Best grown in rich, medium moisture, well-drained soils in part shade. Tolerates full sun only if grown in consistently moist soils. Soil pH affects the flower color (blue in highly acidic soils and lilac to pink in slightly acidic to alkaline soils). Add aluminum sulfate to the soil to make the flowers bluer or add lime to the soil to make the flowers pinker. Begin soil treatments well in advance of flowering, as in late autumn or early spring. Plants generally need little pruning. If needed, prune immediately after flowering by cutting back flowering stems to a pair of healthy buds. Prune out weak or winter-damaged stems in late winter/early spring.
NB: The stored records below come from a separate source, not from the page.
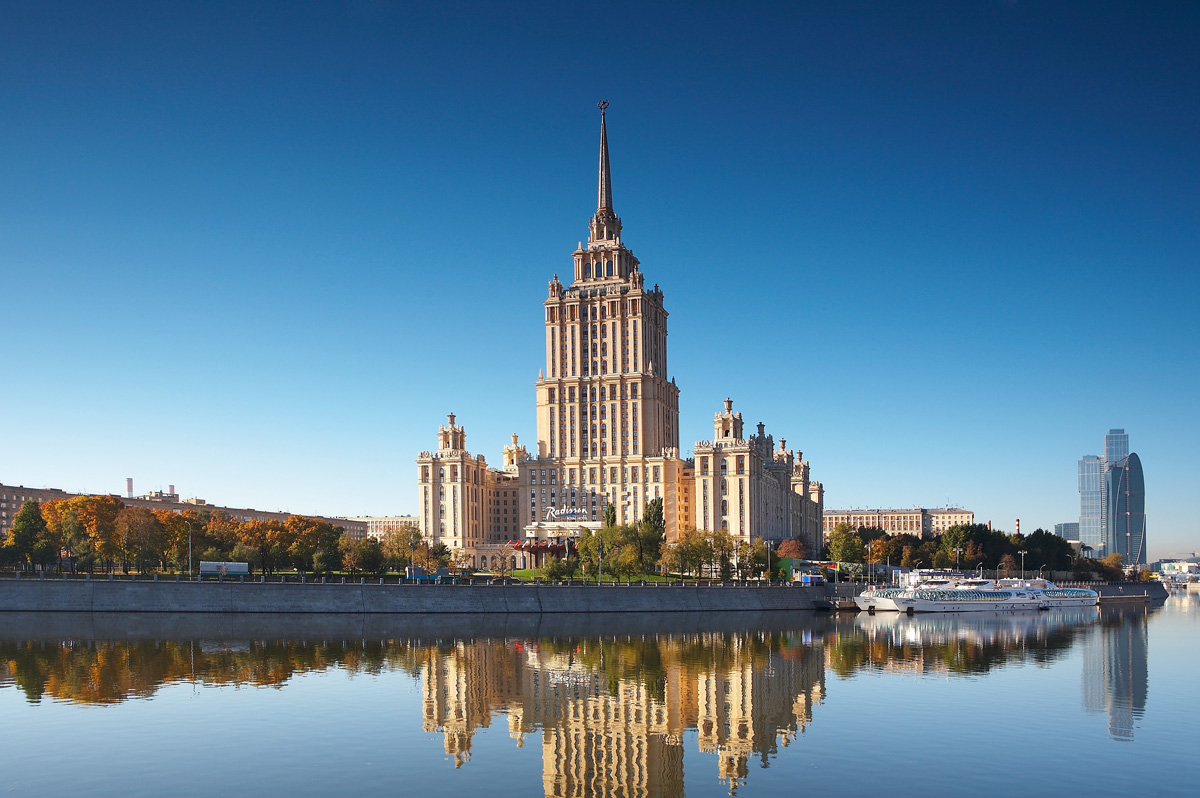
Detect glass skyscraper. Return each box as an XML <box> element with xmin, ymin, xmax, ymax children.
<box><xmin>1079</xmin><ymin>455</ymin><xmax>1105</xmax><ymax>557</ymax></box>
<box><xmin>1104</xmin><ymin>430</ymin><xmax>1129</xmax><ymax>467</ymax></box>
<box><xmin>1104</xmin><ymin>454</ymin><xmax>1146</xmax><ymax>565</ymax></box>
<box><xmin>1079</xmin><ymin>430</ymin><xmax>1146</xmax><ymax>565</ymax></box>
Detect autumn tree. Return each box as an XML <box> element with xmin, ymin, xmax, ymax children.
<box><xmin>116</xmin><ymin>506</ymin><xmax>167</xmax><ymax>572</ymax></box>
<box><xmin>8</xmin><ymin>499</ymin><xmax>46</xmax><ymax>564</ymax></box>
<box><xmin>829</xmin><ymin>523</ymin><xmax>863</xmax><ymax>563</ymax></box>
<box><xmin>236</xmin><ymin>518</ymin><xmax>286</xmax><ymax>576</ymax></box>
<box><xmin>72</xmin><ymin>496</ymin><xmax>125</xmax><ymax>571</ymax></box>
<box><xmin>337</xmin><ymin>535</ymin><xmax>362</xmax><ymax>576</ymax></box>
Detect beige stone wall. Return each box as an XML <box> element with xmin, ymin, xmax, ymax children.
<box><xmin>822</xmin><ymin>508</ymin><xmax>974</xmax><ymax>539</ymax></box>
<box><xmin>692</xmin><ymin>400</ymin><xmax>818</xmax><ymax>550</ymax></box>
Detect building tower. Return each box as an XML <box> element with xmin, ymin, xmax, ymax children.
<box><xmin>1079</xmin><ymin>455</ymin><xmax>1104</xmax><ymax>558</ymax></box>
<box><xmin>1104</xmin><ymin>454</ymin><xmax>1146</xmax><ymax>565</ymax></box>
<box><xmin>526</xmin><ymin>96</ymin><xmax>683</xmax><ymax>539</ymax></box>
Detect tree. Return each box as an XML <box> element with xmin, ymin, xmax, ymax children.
<box><xmin>116</xmin><ymin>508</ymin><xmax>167</xmax><ymax>572</ymax></box>
<box><xmin>236</xmin><ymin>518</ymin><xmax>284</xmax><ymax>576</ymax></box>
<box><xmin>708</xmin><ymin>527</ymin><xmax>734</xmax><ymax>581</ymax></box>
<box><xmin>379</xmin><ymin>523</ymin><xmax>424</xmax><ymax>571</ymax></box>
<box><xmin>829</xmin><ymin>523</ymin><xmax>863</xmax><ymax>563</ymax></box>
<box><xmin>338</xmin><ymin>535</ymin><xmax>362</xmax><ymax>576</ymax></box>
<box><xmin>71</xmin><ymin>496</ymin><xmax>125</xmax><ymax>570</ymax></box>
<box><xmin>450</xmin><ymin>548</ymin><xmax>470</xmax><ymax>574</ymax></box>
<box><xmin>356</xmin><ymin>538</ymin><xmax>384</xmax><ymax>575</ymax></box>
<box><xmin>8</xmin><ymin>499</ymin><xmax>46</xmax><ymax>564</ymax></box>
<box><xmin>629</xmin><ymin>498</ymin><xmax>666</xmax><ymax>574</ymax></box>
<box><xmin>492</xmin><ymin>542</ymin><xmax>517</xmax><ymax>576</ymax></box>
<box><xmin>538</xmin><ymin>557</ymin><xmax>580</xmax><ymax>582</ymax></box>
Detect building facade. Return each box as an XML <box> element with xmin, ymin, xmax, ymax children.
<box><xmin>347</xmin><ymin>515</ymin><xmax>419</xmax><ymax>540</ymax></box>
<box><xmin>416</xmin><ymin>107</ymin><xmax>822</xmax><ymax>566</ymax></box>
<box><xmin>1054</xmin><ymin>521</ymin><xmax>1079</xmax><ymax>540</ymax></box>
<box><xmin>0</xmin><ymin>485</ymin><xmax>367</xmax><ymax>540</ymax></box>
<box><xmin>694</xmin><ymin>398</ymin><xmax>824</xmax><ymax>551</ymax></box>
<box><xmin>1079</xmin><ymin>455</ymin><xmax>1105</xmax><ymax>557</ymax></box>
<box><xmin>822</xmin><ymin>508</ymin><xmax>974</xmax><ymax>539</ymax></box>
<box><xmin>1079</xmin><ymin>430</ymin><xmax>1146</xmax><ymax>565</ymax></box>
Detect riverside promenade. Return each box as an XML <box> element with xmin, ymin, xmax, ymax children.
<box><xmin>0</xmin><ymin>576</ymin><xmax>826</xmax><ymax>616</ymax></box>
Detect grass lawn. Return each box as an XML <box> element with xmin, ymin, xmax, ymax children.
<box><xmin>512</xmin><ymin>568</ymin><xmax>677</xmax><ymax>582</ymax></box>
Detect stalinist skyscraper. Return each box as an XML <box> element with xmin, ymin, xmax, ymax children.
<box><xmin>418</xmin><ymin>102</ymin><xmax>820</xmax><ymax>568</ymax></box>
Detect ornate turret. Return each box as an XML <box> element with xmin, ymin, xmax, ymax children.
<box><xmin>588</xmin><ymin>100</ymin><xmax>620</xmax><ymax>244</ymax></box>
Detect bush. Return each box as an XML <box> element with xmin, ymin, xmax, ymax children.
<box><xmin>538</xmin><ymin>557</ymin><xmax>580</xmax><ymax>582</ymax></box>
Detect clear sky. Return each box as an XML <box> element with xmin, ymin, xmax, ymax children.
<box><xmin>0</xmin><ymin>0</ymin><xmax>1200</xmax><ymax>558</ymax></box>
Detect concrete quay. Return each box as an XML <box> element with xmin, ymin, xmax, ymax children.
<box><xmin>0</xmin><ymin>578</ymin><xmax>824</xmax><ymax>616</ymax></box>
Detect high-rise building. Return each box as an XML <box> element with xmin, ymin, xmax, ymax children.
<box><xmin>1079</xmin><ymin>455</ymin><xmax>1104</xmax><ymax>558</ymax></box>
<box><xmin>416</xmin><ymin>103</ymin><xmax>823</xmax><ymax>568</ymax></box>
<box><xmin>1054</xmin><ymin>521</ymin><xmax>1079</xmax><ymax>540</ymax></box>
<box><xmin>1104</xmin><ymin>430</ymin><xmax>1129</xmax><ymax>466</ymax></box>
<box><xmin>1104</xmin><ymin>454</ymin><xmax>1146</xmax><ymax>565</ymax></box>
<box><xmin>1079</xmin><ymin>430</ymin><xmax>1146</xmax><ymax>565</ymax></box>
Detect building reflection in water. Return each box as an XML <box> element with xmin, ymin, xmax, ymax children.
<box><xmin>1082</xmin><ymin>608</ymin><xmax>1150</xmax><ymax>740</ymax></box>
<box><xmin>0</xmin><ymin>608</ymin><xmax>1161</xmax><ymax>798</ymax></box>
<box><xmin>421</xmin><ymin>632</ymin><xmax>824</xmax><ymax>797</ymax></box>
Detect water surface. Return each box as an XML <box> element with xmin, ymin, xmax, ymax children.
<box><xmin>0</xmin><ymin>596</ymin><xmax>1200</xmax><ymax>797</ymax></box>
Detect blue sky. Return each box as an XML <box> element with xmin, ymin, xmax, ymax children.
<box><xmin>0</xmin><ymin>1</ymin><xmax>1200</xmax><ymax>557</ymax></box>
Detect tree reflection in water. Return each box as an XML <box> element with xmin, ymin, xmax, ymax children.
<box><xmin>0</xmin><ymin>610</ymin><xmax>1145</xmax><ymax>796</ymax></box>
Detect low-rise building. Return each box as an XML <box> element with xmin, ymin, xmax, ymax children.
<box><xmin>0</xmin><ymin>485</ymin><xmax>367</xmax><ymax>540</ymax></box>
<box><xmin>822</xmin><ymin>508</ymin><xmax>974</xmax><ymax>539</ymax></box>
<box><xmin>347</xmin><ymin>515</ymin><xmax>420</xmax><ymax>540</ymax></box>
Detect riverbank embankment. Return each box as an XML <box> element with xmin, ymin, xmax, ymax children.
<box><xmin>0</xmin><ymin>578</ymin><xmax>824</xmax><ymax>614</ymax></box>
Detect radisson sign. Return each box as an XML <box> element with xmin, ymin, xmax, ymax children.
<box><xmin>544</xmin><ymin>508</ymin><xmax>588</xmax><ymax>521</ymax></box>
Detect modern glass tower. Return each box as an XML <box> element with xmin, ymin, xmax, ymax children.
<box><xmin>1104</xmin><ymin>454</ymin><xmax>1146</xmax><ymax>565</ymax></box>
<box><xmin>1079</xmin><ymin>455</ymin><xmax>1105</xmax><ymax>557</ymax></box>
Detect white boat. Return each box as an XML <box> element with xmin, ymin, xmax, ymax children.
<box><xmin>892</xmin><ymin>587</ymin><xmax>1045</xmax><ymax>613</ymax></box>
<box><xmin>854</xmin><ymin>574</ymin><xmax>956</xmax><ymax>612</ymax></box>
<box><xmin>889</xmin><ymin>580</ymin><xmax>1099</xmax><ymax>613</ymax></box>
<box><xmin>854</xmin><ymin>577</ymin><xmax>955</xmax><ymax>612</ymax></box>
<box><xmin>1000</xmin><ymin>578</ymin><xmax>1100</xmax><ymax>607</ymax></box>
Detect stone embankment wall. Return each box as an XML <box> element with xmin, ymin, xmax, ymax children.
<box><xmin>0</xmin><ymin>578</ymin><xmax>824</xmax><ymax>614</ymax></box>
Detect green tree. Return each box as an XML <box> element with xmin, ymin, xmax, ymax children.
<box><xmin>358</xmin><ymin>538</ymin><xmax>385</xmax><ymax>575</ymax></box>
<box><xmin>538</xmin><ymin>557</ymin><xmax>580</xmax><ymax>582</ymax></box>
<box><xmin>629</xmin><ymin>498</ymin><xmax>666</xmax><ymax>574</ymax></box>
<box><xmin>379</xmin><ymin>524</ymin><xmax>424</xmax><ymax>571</ymax></box>
<box><xmin>775</xmin><ymin>538</ymin><xmax>809</xmax><ymax>559</ymax></box>
<box><xmin>829</xmin><ymin>523</ymin><xmax>863</xmax><ymax>563</ymax></box>
<box><xmin>8</xmin><ymin>499</ymin><xmax>46</xmax><ymax>564</ymax></box>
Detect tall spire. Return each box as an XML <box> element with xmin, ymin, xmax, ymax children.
<box><xmin>596</xmin><ymin>100</ymin><xmax>612</xmax><ymax>212</ymax></box>
<box><xmin>588</xmin><ymin>100</ymin><xmax>620</xmax><ymax>242</ymax></box>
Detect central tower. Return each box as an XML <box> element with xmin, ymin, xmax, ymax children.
<box><xmin>535</xmin><ymin>102</ymin><xmax>679</xmax><ymax>535</ymax></box>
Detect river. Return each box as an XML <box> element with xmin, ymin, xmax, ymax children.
<box><xmin>0</xmin><ymin>595</ymin><xmax>1200</xmax><ymax>797</ymax></box>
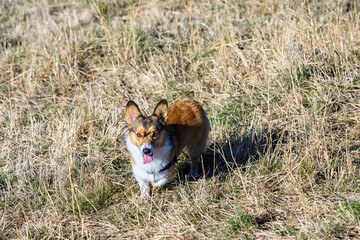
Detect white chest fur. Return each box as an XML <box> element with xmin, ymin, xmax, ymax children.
<box><xmin>126</xmin><ymin>135</ymin><xmax>173</xmax><ymax>184</ymax></box>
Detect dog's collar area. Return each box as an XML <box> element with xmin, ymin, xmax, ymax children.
<box><xmin>159</xmin><ymin>155</ymin><xmax>177</xmax><ymax>172</ymax></box>
<box><xmin>146</xmin><ymin>155</ymin><xmax>177</xmax><ymax>174</ymax></box>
Best to mulch plants year-round with 3" of shredded bark, peat or compost. Winter hardy to USDA Zone 6. For added protection, however, plants grown in USDA Zone 5 should be sited in sheltered locations and given additional winter protection, as needed, for the purposes of minimizing the risk of loss of significant numbers of flower buds or possible die-back to the ground in an extremely harsh winter. A burlap wrap of stems or circle of chicken wire filled with leaves or straw to 8-12" are time-consuming and visually unattractive landscape options, but can be effective. Regardless of protective measures taken, bigleaf hydrangeas simply will not bloom (or will bloom poorly) in some years because of a variety of winter occurrences beyond the control of the gardener (e.g. low temperatures, sudden wide temperature fluctuations, icy conditions, late frosts).
Hydrangea macrophylla, commonly called big leaf hydrangea, is a deciduous shrub with a rounded habit that, in the St. Louis area, typically grows 3-6’ tall and as wide unless damaged by harsh winters or pruned smaller. It generally features serrate, obovate to elliptic, dark green leaves (4-8” long) and large clusters of long-blooming summer flowers in either lacecap form (flattened flower clusters of small fertile florets with scattered showy sterile florets often forming a marginal ring) or mophead form (globose flower clusters of mostly showy sterile florets).
Genus name comes from the Greek words hydor meaning water and aggeion meaning vessel in reference to the purported resemblance of the seed capsules to small water pitchers.
Specific epithet comes from the Greek words makros meaning large and phyllon meaning leaf in reference to plant leaves.
Hydrangea macrophylla 'Blaumeise' (translates from German as titmouse, blue tit or blue sky) is a compact lacecap cultivar that is sometimes marketed under the trade name of BLUE TITMOUSE. It is a member of the Teller Series of hydrangeas (Swiss series featuring names of native European birds), and is also sometimes commonly sold as 'Teller Blue', 'Blue Tit' or 'Blue Sky'. It grows to 3-5’ tall and as wide, and typically blooms on old wood (flower buds are produced the previous fall and overwintered). It may be grown in acidic soils for its blue florets or in alkaline soils for pinker florets. In acidic soils, the large showy sterile florets in the outer ring of each flower head are sky blue. In alkaline soils, the sterile florets emerge pink but often age to a pink-blue mixture. By reputation, this is one of the best of the blue lacecap hydrangeas.
No serious insect or disease problems. Some susceptibility to bud blight, bacterial wilt, leaf spot and mildew. Aphids are occasional visitors.
Group or mass in the shrub border. Also a good specimen or accent for foundations and other locations near homes or patios. Hedge. Containers.